I don't think age 21 means anything in terms of what earnings history SS looks at. I do not see anything in the SS regs that say "exclude from review of base year earnings all earnings earned before worker turns 22".

In my situation, they will look at my age 15-21 earnings along with my age 22-62 earnings. Since my age 36-62 SS earnings are likely to be approximately zero (assuming ER is a success!), then SS will take the 21 years of earnings history from age 15 to age 35 (while I have worked) and give me 14 years of zero income. I don't see anything in the regs to the contrary. They aren't going to toss my seven years of earnings history where I was paying SS tax the whole time and give me seven years of zero earnings somewhere in the age 22 to age 62 period. They simply take the highest 35 years of earnings from all of my earnings history.
 
I don't think age 21 means anything in terms of what earnings history SS looks at.
After reaching age 21, though, the IRS says that if you're working for your parents they have to start contributing FICA for your wages.
 
It seems I was editing my last post as you were replying. You are correct and I was confused. :)

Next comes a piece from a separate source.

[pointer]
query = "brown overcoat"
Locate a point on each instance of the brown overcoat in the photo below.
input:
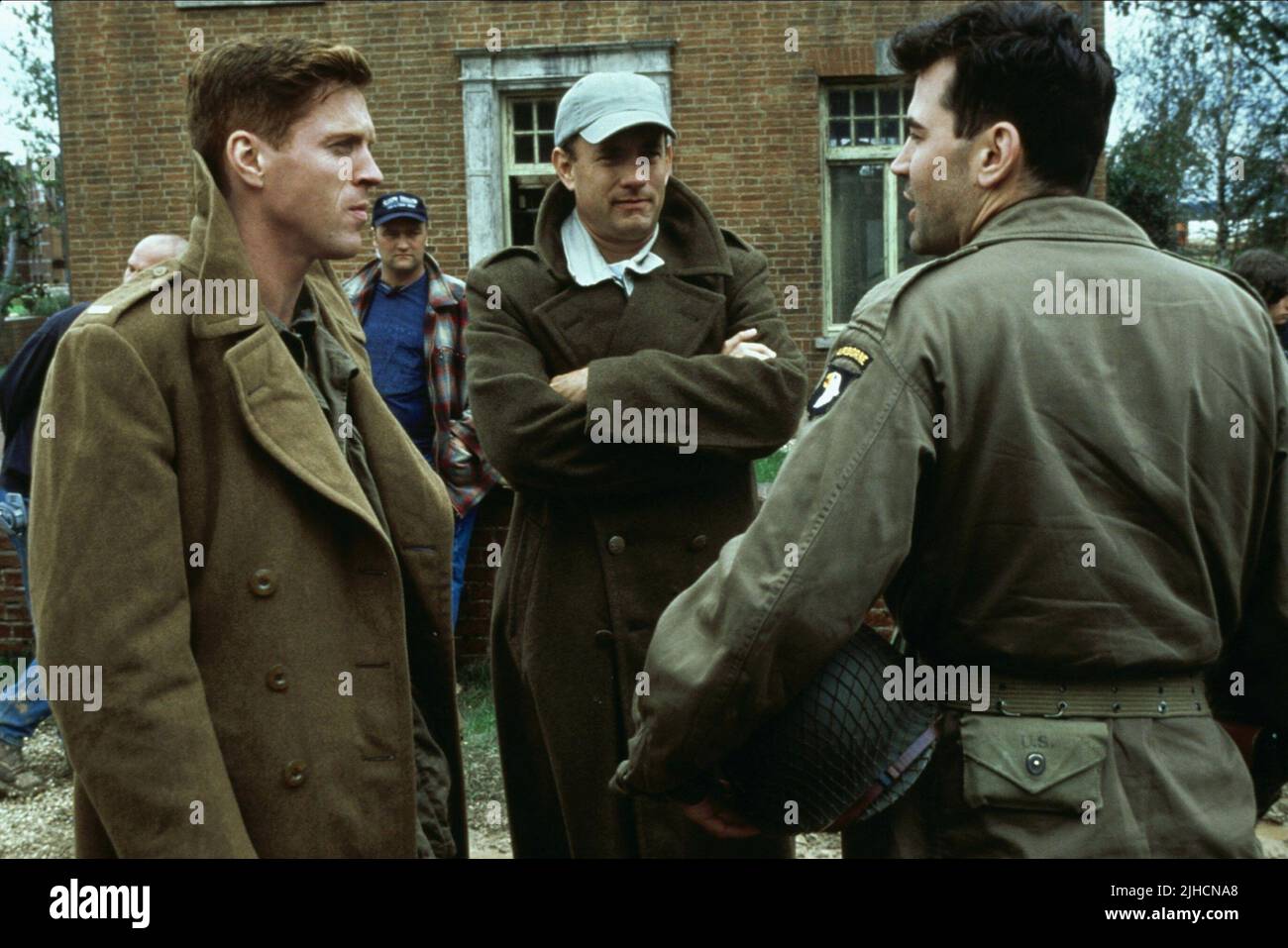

Glad to see SS will count my 7 youthful years of earnings (and paying ss taxes!). :D Otherwise I'd be pissed in 30 years!
 
I guess this is what will happen to me also. I will withdraw 3% to 4% from my investments once a year but may not spend all of it. I must confess I find it difficult to spend money, except my spending for free clinics here and abroad, for which I have no problem spending thousands of $ every year.
Yes, I withdraw 3.5% every year but I don't end up spending all of it.
 
After reaching age 21, though, the IRS says that if you're working for your parents they have to start contributing FICA for your wages.
Only if they are paying you and not required to w*rk for the "good of the family" (been there, done that) :angel: ...
 
Who suggested otherwise? So do all the credible SWR studies, for example:


reminds me of the doctors who came up with the calculations that heart rate monitors for exercising were built on.

they never even finished their work and an entire industry cropped up on numbers they themselves say may not work in many cases as being fact.